GULLANE, Scotland – While Phil Mickelson was hoisting the claret jug on the 18th green to roars and applause, Lee Westwood was about 40 yards away in the corner of a press tent, explaining how yet another major championship got away from him.
I wanted to be there on the 18th green right now, that’s pretty obvious, Westwood said, briefly turning his eyes to a nearby TV screen to see Mickelson parading the trophy.
Seeking a first major title to erase his nearly man tag, Westwood began the final round of the British Open with a two-stroke lead. But he shot a 4-over 75 to finish four strokes behind the fast-finishing Mickelson, tied for third place with Ian Poulter and Adam Scott.
I’m not too disappointed, Westwood said. I don’t really get disappointed with golf anymore.
This was Westwood’s eighth top-three finish in 62 majors and, at 40, he may never have a better chance again.
Adam Scott’s collapse in the final round at the British Open wasn’t nearly as spectacular as it was a year ago.
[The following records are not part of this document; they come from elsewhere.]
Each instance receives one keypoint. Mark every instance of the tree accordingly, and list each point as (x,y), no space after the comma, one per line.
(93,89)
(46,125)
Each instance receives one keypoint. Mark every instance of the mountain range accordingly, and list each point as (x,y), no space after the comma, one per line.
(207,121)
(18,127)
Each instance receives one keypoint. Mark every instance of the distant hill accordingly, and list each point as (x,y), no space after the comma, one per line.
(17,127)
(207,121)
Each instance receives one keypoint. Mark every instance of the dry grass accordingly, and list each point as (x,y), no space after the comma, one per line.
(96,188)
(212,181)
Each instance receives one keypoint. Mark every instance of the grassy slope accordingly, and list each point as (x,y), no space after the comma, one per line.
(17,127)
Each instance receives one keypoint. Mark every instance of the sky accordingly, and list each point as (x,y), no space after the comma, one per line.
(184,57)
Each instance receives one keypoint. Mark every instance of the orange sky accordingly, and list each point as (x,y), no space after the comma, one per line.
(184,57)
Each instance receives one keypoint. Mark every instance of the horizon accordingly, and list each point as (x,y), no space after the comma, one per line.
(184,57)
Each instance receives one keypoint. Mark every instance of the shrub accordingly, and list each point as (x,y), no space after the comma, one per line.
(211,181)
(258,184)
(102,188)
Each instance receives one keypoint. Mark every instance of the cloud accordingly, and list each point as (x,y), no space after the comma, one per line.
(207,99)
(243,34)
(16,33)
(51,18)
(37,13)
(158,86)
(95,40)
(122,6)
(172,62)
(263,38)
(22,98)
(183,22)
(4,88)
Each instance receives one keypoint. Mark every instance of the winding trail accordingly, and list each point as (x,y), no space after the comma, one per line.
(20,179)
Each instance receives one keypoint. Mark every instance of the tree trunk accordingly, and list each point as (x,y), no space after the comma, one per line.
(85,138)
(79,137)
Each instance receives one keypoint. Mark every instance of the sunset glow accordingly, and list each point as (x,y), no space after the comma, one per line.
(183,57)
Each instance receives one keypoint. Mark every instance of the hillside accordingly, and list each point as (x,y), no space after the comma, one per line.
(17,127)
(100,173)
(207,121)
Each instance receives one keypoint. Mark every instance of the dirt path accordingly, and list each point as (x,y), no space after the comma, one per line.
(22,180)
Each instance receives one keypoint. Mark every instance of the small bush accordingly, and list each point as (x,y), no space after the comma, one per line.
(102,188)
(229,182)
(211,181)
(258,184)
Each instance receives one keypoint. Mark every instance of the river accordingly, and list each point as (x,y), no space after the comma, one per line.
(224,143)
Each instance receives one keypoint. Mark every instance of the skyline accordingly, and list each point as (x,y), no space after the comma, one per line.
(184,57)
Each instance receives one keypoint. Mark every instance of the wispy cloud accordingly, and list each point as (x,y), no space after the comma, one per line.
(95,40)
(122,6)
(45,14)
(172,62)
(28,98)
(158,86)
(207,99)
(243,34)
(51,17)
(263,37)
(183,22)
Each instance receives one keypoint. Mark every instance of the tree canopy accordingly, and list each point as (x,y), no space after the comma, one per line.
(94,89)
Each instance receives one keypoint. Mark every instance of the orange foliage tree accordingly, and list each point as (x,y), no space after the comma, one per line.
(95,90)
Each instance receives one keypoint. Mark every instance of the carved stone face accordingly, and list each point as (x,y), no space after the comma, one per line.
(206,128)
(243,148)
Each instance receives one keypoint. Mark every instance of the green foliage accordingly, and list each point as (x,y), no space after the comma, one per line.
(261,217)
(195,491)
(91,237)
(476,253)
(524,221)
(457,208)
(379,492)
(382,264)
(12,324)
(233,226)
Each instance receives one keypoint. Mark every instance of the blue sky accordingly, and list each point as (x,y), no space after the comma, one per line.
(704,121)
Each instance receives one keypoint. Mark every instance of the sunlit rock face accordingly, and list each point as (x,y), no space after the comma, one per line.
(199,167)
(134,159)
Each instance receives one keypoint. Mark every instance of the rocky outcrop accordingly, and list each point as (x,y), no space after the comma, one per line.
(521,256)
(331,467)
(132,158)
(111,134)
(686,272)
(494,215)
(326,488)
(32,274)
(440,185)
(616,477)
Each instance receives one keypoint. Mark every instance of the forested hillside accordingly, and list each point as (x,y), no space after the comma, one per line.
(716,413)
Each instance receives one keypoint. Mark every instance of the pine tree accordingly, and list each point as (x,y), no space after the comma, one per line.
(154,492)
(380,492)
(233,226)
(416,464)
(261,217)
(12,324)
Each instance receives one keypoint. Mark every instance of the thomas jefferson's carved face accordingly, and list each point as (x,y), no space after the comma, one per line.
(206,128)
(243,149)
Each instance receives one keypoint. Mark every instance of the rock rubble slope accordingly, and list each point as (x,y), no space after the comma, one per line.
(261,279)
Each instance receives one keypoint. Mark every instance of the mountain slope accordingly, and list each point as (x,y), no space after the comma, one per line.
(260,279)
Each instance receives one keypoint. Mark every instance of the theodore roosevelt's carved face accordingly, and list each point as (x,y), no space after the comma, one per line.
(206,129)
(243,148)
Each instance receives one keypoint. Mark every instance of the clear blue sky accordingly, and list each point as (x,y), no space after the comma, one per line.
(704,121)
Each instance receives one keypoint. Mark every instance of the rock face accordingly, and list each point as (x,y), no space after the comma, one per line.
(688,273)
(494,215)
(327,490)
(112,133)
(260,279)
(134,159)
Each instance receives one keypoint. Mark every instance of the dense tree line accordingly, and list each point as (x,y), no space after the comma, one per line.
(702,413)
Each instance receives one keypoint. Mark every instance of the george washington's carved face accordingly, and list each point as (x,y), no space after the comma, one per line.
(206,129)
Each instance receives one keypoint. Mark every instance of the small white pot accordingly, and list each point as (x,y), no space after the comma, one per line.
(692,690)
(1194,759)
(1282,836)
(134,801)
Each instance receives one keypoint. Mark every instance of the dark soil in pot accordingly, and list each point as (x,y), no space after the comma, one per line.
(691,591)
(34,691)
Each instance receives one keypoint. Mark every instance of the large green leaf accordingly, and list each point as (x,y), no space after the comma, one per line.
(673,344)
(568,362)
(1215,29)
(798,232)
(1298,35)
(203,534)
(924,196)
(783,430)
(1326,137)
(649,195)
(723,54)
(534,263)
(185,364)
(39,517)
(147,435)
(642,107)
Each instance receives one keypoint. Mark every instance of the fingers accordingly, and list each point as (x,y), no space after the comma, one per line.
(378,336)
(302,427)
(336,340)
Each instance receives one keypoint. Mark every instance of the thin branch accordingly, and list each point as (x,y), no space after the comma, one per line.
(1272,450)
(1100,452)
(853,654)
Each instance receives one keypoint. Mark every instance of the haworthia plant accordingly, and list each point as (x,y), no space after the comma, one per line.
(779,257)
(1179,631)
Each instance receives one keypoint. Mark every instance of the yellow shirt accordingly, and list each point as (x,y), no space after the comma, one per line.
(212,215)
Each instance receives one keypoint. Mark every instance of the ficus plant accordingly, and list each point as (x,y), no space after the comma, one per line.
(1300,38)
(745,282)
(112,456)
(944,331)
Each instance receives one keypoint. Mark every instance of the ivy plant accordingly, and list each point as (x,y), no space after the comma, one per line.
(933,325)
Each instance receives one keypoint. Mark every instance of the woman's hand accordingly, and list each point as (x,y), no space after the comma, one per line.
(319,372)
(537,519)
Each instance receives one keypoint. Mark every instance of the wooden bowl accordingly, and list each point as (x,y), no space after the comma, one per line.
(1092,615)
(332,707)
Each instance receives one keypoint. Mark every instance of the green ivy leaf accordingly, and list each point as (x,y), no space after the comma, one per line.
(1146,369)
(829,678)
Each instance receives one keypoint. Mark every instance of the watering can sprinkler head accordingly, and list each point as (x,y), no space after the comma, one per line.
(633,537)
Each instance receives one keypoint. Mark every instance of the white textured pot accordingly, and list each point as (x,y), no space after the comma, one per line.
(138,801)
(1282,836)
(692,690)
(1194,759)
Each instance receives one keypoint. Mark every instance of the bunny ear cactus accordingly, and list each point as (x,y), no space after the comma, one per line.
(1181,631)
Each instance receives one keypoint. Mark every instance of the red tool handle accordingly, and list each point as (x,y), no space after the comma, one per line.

The end result was still the same.
For the second year in a row Scott held the lead on the back nine; for the second year in a row he left without his name on the claret jug.
Even the green jacket he won in between at the Masters couldn’t ease the sting of this one.
I think the disappointing thing is this one I felt I wasted a little bit, Scott said. I would have liked to be in at the end and no one was, actually. It’s a shame.
Three straight bogeys on the back nine sealed the fate of the Masters champion, eliminating him from contention.
Last year at the Open at Lytham, Scott had a four-shot lead with four holes to play and all that seemed left to do was prepare his victory speech. But Scott finished with a string of bogeys that cost him the title.
No happy ending
Ian Poulter made a bevy of brilliant putts to surge into unexpected contention at the British Open and bring back memories of the Miracle of Medinah.
There was no happy ending this time, though.
Poulter hit a hot streak around the turn to pick up five shots in four holes and move within two shots of faltering leader Westwood.
Poulter had rediscovered the putting form that saw him win a crucial point for Europe on the Saturday of last year’s Ryder Cup in Medinah. It couldn’t last.
He finished on 4-under 67, tied for third and four shots behind Mickelson.
This tournament does it year in, year out, and it creates a lot of drama, Poulter said.
Former Purdue golfer Shiv Kapur ended the British Open with an even-par 71 to leave him at 15-over 299 and tied for 73rd for the tournament.
Kapur opened with a 3-under 68 and tied for fourth but a 77 and 83 in the second and third round sent him down the leader board.